Emotions ranged from joy to a tinge of sadness – but mostly great relief – as Royal Canadian Legion President Pat Burrows helped screw in the ‘sold’ sign Tuesday morning on the lawn of the branch’s historic Main Street, Picton mansion.

He and members of the Legion’s building committee joined listing agent Kevin Gale to make the sale by realtor Elizabeth Crombie public knowledge on Tuesday morning.

The 152-year-old Ross/McMullen house has been home to the Picton Legion for 70 years – purchased by Prince Edward County Council and presented as a gift to Branch 78. It was officially opened by Govenor General Lord Alexander of Tunis, of Nov. 20, 1948. Tunis said then it was the most impressive Legion Hall of any he had visited.

Burrows had mixed emotions but was relieved the two-year process, made fraught by a fire, is almost finished.

“I have been a member for 46 years – 17 on the executive and four as president – and this has been my home,” said Burrows. “This is our clubhouse, and our home, and there are a lot of members who think the same way.”

The membership agreed two years ago to put their ‘home’ on the market after numerous fundraising attempts over the years to keep it viable.

“At one time this Legion had over 2,000 members and our veterans were alive and in good shape,” said Burrows. “Now, we have less than 270 members and, as you know, costs and utilities just keep going up. We just couldn’t afford to maintain the building.”

The Ross/McMullen house was built as a private residence in 1864-65 by Lt. Col. Walter Ross, the first commander of the County’s first Regiment of Volunteers from 1863 – 1883. Ross served eight years as councillor and four as Mayor of Picton.
In 1884, the property was bought by Ruth McMullen whose husband George worked in the United States and Canada, then took over the Prince Edward Railway. It was purchased by Dr. Roblin in the mid-1930s, who had married George’s daughter, Ethel.
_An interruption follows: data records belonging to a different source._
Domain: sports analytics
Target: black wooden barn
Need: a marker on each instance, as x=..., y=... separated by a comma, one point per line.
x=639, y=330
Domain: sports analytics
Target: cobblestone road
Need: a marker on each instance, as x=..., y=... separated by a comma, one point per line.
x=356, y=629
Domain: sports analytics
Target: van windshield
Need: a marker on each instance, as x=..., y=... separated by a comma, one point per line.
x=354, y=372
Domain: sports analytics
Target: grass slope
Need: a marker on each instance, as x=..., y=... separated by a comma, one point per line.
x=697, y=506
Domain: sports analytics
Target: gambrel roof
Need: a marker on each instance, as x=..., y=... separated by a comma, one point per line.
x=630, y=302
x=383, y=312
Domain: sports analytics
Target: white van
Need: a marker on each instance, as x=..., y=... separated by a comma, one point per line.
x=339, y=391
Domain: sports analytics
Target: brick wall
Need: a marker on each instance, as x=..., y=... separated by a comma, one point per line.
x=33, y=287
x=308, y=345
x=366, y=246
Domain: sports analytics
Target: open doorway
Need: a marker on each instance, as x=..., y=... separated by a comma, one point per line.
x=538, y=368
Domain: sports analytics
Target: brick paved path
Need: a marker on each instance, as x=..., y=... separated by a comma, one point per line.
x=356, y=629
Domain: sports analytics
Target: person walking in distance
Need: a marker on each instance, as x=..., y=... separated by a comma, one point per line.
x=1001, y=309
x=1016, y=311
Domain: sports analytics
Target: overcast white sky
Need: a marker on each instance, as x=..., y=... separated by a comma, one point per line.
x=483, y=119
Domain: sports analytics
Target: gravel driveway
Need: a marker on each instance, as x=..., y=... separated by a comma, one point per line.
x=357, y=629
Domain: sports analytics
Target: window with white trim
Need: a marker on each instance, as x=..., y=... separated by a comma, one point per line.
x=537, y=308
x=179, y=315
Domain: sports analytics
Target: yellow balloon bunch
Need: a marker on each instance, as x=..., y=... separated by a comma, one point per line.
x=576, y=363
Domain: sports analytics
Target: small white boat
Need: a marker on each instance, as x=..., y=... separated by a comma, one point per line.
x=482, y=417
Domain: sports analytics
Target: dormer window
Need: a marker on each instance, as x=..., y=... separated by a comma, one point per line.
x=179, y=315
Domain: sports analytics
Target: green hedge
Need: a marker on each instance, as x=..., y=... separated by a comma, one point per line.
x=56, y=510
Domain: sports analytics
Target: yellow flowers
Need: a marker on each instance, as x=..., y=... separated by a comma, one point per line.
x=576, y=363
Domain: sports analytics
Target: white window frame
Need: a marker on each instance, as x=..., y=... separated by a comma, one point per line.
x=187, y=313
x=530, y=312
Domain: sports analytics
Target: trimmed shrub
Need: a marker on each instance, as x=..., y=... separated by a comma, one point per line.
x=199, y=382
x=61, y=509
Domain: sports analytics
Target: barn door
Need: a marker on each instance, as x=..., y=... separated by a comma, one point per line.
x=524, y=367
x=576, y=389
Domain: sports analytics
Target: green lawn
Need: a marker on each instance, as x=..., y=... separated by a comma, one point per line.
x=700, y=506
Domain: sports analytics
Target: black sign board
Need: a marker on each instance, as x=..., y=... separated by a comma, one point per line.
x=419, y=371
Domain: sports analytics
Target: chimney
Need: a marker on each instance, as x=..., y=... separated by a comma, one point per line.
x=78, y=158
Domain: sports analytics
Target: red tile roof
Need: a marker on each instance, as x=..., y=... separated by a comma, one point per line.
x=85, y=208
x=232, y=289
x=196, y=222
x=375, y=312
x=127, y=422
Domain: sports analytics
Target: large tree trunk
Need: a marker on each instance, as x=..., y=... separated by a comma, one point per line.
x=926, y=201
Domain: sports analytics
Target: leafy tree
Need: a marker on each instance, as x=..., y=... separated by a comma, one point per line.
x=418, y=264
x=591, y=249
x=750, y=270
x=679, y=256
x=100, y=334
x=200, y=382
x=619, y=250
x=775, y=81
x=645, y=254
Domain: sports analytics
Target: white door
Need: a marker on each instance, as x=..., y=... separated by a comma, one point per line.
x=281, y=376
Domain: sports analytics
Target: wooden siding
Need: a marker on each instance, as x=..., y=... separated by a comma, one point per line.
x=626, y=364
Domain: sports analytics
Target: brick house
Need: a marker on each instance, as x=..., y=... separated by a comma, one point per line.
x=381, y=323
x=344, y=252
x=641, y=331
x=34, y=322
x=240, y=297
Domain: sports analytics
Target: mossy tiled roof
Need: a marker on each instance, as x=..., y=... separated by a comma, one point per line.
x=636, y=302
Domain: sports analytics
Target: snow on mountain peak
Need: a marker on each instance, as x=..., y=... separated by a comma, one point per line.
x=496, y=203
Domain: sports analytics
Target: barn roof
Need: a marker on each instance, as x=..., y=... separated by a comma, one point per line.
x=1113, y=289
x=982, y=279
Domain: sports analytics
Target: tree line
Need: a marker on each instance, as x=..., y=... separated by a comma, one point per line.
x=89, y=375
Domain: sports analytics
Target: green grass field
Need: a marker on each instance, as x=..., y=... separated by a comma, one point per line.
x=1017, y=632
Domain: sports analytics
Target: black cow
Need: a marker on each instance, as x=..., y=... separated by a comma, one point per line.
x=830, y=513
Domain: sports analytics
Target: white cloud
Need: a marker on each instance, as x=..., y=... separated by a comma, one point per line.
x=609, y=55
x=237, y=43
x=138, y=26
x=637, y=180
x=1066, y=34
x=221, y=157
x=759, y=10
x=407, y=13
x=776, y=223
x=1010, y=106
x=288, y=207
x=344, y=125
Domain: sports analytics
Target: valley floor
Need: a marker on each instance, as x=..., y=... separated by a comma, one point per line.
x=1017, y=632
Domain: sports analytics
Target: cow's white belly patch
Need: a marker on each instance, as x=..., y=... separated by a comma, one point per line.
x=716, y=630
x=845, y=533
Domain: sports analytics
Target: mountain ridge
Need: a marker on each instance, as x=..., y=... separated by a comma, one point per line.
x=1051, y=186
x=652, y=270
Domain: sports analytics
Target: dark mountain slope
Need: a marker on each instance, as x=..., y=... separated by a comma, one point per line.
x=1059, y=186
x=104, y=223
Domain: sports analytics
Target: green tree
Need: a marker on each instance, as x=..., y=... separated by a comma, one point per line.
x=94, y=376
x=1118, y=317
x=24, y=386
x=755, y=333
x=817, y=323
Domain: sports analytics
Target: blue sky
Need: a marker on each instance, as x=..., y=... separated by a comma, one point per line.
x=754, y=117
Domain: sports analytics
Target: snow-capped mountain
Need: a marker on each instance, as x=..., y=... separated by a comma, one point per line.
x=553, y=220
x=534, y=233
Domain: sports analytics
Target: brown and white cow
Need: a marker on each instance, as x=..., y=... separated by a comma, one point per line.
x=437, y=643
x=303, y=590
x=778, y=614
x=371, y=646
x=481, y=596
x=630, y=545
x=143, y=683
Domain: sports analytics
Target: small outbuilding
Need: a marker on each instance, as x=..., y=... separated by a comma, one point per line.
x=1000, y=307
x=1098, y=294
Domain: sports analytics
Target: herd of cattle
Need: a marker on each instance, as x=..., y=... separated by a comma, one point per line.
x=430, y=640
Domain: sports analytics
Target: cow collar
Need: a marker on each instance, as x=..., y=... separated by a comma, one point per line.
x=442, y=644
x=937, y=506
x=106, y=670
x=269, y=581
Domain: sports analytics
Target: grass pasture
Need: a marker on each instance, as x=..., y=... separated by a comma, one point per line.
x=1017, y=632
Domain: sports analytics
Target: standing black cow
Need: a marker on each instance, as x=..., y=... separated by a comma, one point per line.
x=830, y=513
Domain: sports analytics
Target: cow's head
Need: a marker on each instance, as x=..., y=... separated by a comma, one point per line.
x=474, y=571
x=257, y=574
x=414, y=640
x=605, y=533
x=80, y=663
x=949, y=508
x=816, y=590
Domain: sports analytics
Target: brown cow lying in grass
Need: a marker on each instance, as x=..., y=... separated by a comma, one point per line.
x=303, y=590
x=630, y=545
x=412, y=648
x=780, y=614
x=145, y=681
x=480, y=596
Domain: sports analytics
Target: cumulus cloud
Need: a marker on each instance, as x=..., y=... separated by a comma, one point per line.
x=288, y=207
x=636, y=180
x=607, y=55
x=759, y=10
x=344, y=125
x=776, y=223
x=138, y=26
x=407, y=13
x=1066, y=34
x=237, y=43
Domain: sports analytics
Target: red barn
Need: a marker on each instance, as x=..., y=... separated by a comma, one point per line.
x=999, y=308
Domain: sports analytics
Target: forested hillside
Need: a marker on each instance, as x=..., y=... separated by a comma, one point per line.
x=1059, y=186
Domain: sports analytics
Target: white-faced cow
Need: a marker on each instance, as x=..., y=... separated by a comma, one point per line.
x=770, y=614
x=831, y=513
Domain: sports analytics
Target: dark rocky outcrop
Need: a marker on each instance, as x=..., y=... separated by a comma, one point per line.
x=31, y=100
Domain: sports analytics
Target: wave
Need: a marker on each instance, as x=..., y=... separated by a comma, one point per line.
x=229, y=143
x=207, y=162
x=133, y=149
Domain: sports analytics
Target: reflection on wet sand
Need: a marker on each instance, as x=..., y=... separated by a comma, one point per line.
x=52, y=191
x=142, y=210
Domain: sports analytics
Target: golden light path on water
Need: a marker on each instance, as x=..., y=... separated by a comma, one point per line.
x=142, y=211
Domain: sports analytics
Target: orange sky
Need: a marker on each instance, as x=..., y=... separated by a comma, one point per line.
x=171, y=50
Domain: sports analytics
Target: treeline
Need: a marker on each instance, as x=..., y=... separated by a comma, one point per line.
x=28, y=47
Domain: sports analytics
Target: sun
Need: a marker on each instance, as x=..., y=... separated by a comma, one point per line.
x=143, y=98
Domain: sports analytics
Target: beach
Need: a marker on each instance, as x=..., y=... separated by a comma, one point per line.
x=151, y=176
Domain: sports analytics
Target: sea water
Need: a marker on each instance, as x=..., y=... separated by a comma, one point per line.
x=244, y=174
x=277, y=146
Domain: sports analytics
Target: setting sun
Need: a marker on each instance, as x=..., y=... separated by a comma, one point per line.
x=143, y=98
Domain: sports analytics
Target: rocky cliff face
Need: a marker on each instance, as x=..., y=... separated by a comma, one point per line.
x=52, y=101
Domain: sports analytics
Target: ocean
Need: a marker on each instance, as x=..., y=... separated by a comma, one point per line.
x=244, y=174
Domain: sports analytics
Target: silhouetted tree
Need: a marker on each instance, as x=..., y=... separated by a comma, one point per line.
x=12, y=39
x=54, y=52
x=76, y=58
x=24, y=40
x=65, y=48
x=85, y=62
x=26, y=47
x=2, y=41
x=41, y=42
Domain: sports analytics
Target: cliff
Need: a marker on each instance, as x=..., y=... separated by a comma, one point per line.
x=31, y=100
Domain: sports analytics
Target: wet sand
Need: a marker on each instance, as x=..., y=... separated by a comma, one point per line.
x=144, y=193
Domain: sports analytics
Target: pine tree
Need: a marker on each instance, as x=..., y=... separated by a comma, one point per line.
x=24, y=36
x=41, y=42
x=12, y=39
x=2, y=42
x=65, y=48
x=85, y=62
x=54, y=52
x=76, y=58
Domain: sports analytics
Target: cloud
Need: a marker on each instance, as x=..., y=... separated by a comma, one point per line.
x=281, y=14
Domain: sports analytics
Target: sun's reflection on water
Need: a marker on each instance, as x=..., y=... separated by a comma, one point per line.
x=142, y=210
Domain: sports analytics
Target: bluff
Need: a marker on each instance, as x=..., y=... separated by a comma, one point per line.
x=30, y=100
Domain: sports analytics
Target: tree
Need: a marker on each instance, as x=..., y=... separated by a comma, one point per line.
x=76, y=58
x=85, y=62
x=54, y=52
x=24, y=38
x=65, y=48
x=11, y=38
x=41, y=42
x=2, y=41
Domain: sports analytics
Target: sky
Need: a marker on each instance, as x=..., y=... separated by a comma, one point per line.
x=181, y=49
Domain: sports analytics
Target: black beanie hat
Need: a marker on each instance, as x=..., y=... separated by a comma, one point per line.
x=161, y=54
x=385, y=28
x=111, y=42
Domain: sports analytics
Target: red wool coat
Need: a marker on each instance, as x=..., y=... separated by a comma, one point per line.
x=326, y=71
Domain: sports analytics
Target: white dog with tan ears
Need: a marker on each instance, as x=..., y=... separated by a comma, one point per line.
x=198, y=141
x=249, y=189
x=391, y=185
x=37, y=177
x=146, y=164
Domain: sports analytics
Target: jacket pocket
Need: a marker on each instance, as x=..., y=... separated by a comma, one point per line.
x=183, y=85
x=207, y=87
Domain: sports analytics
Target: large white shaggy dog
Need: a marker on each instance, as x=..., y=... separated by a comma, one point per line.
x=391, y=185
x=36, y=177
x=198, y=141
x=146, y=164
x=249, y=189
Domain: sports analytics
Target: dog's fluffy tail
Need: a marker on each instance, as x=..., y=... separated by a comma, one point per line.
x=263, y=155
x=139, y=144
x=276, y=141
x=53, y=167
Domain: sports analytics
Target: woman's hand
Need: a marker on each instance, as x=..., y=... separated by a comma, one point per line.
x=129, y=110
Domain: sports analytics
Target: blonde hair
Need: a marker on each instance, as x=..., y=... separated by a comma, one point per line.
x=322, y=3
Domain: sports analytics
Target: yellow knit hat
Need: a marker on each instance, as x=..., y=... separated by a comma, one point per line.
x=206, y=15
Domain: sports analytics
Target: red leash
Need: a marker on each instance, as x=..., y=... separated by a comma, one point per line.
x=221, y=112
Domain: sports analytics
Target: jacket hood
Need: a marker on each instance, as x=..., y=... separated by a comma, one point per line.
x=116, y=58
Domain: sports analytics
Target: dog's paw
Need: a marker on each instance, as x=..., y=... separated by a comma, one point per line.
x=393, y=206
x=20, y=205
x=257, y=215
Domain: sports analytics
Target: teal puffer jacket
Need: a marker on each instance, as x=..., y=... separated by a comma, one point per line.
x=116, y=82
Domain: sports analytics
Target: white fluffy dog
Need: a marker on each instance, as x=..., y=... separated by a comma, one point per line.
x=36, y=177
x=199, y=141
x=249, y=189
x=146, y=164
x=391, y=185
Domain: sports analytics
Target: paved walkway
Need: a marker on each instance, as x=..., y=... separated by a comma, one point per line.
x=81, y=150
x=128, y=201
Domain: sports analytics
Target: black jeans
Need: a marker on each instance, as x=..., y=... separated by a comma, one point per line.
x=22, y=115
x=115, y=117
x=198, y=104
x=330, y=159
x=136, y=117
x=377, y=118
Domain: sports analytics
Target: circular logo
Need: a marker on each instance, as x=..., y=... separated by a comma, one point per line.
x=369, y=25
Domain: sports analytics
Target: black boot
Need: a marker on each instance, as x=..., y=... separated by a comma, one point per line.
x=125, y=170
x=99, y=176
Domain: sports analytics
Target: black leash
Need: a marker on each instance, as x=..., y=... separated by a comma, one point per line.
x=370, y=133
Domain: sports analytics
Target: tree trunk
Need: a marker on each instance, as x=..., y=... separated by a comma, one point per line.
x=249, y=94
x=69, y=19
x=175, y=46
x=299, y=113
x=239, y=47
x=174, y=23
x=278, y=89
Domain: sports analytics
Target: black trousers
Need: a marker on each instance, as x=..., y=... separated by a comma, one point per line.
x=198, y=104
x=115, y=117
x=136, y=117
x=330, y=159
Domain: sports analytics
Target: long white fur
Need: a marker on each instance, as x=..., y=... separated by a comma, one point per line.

There was hope when Greg Sorbara, responsible for the stunning restoration to Picton’s Royal Hotel, expressed interest in the mansion in 2016 and was investigating options available to create a residential development.

Legion secretary Mary Cannons shows the room where the fire was as it now looks.
But it was a fire on July 5, 2016 that pushed the membership out. Flames were contained to one first-floor room and smoke damage throughout the first and second floors, but some artifacts, including flags and documents on the walls, were destroyed.

“After the fire the Elks were kind enough to offer us use of their hall and we’re grateful,” said Burrows.

Members are continuing the arduous process of packing up belongings in the 13,000-plus square foot building. Cardboard boxes, carefully labelled, are now stacked in neat piles in the hall used by the Legion members and many community groups over the years.